What is more, publicly disclosing stress test results can have an adverse effect on the behavior of bank managers, who may game the system by putting too many resources toward passing the stress test, rather than doing what is best long term. “If a manager does not know [the test criteria] there is less room for manipulation or gaming,” Goldstein says.

The authors’ recommendations? Any disclosure of problems with an individual bank should be precise – to avoid misunderstandings – and should come with a prescription for corrective action, so that markets can see that the situation is not necessarily dire. “The danger arises if we just say we found that a bank is in trouble, and don’t follow up with action,” Goldstein says. Instead, the message should be “We found a problem and now we are taking these steps to make things better.”

If regulators cannot meet that bar, then they should instead issue a system-wide evaluation offering aggregate results, and avoid singling out any one bank. While stress testing can be good for the banking system as a whole, regulators have to be “more careful with individual banks,” Goldstein points out.

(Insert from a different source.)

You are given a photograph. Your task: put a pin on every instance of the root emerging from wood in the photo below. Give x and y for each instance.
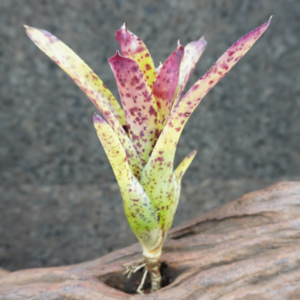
(151, 266)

System-wide disclosure can also moderate a more subtle challenge, where disclosure can adversely affect the inner workings of the market – specifically, how investors trade based on information. Market prices reflect the total information held by market participants, who trade on it. Once regulators provide more information via disclosure, some participants may feel they are losing their information advantage and thus could lose interest in trading in the area. That makes it more difficult for regulators to learn about the market from price signals, which in turn could degrade the regulatory effort. Aggregated disclosure can also help sidestep that problem.

So, could stress tests, introduced after the financial meltdown, have prevented the disaster? “They potentially could have made banks more prepared and reduced the extent” of the crash, Goldstein says. “But it’s always a challenge. We are prepared for things that happened in the past,” not in the present. “People talked about subprime and fragility for some time before the crisis, but the common thought was that it was a local problem that could affect some banks, but any damage would be contained and so it was not a big problem. They failed to understand the macro or general equilibrium implications — once one banks folds, it affects others that are connected to it and this contagion was hard to predict…. You can’t predict everything.”

Once a crisis is underway, however, full disclosure is the best course. “There is no choice but to disclose during a crisis.” There already is so little confidence that not disclosing at that point could cause more damage, though disclosure probably “will not help much.”